(Bloomberg) -- Oil headed for a second weekly gain after rallying to the highest level since October 2018 earlier in the week, with U.S. crude stockpiles falling more than expected in another bullish sign for the market.
Futures in New York traded near $69 a barrel after settling little changed on Thursday. U.S. inventories slid by 5.08 million barrels last week, double the forecast decline in a Bloomberg survey.

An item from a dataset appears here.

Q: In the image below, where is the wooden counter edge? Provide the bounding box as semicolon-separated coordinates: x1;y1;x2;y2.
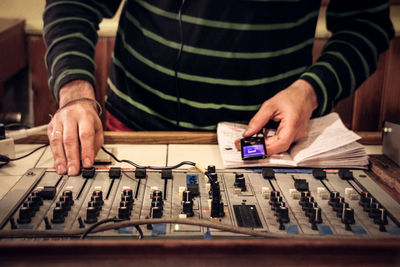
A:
15;131;382;145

Saudi Arabia, meanwhile, increased oil prices for customers in Asia by more than anticipated for July after OPEC+ predicted earlier this week that the market was rapidly tightening.
Oil is up more than 40% this year as the U.S., China and Europe lead a robust recovery from the pandemic, despite a Covid-19 comeback in parts of Asia. There have been a raft of bullish calls on the demand outlook recently from OPEC+ to the International Energy Agency, while the prospect of a speedy return of Iranian barrels waned with talks on a nuclear deal dragging on.
OPEC+ may need to keep adding barrels to the market in August or September to meet the demand recovery, according to Gazprom (MCX:GAZP) Neft PJSC Chief Executive Officer Alexander Dyukov. The alliance this week ratified a output boost for July, but didn’t give any hints on future supply moves.
The prompt timespread for Brent was 42 cents in backwardation -- a bullish structure where near-dated contracts are more expensive than later-dated ones -- on Thursday. That compares with 9 cents at the start of last week.
U.S. gasoline stockpiles rose by about 1.5 million barrels last week, the Energy Information Administration said Thursday, compared with a forecast for a decline. Distillate inventories -- a category that includes diesel -- climbed for the first time since early April.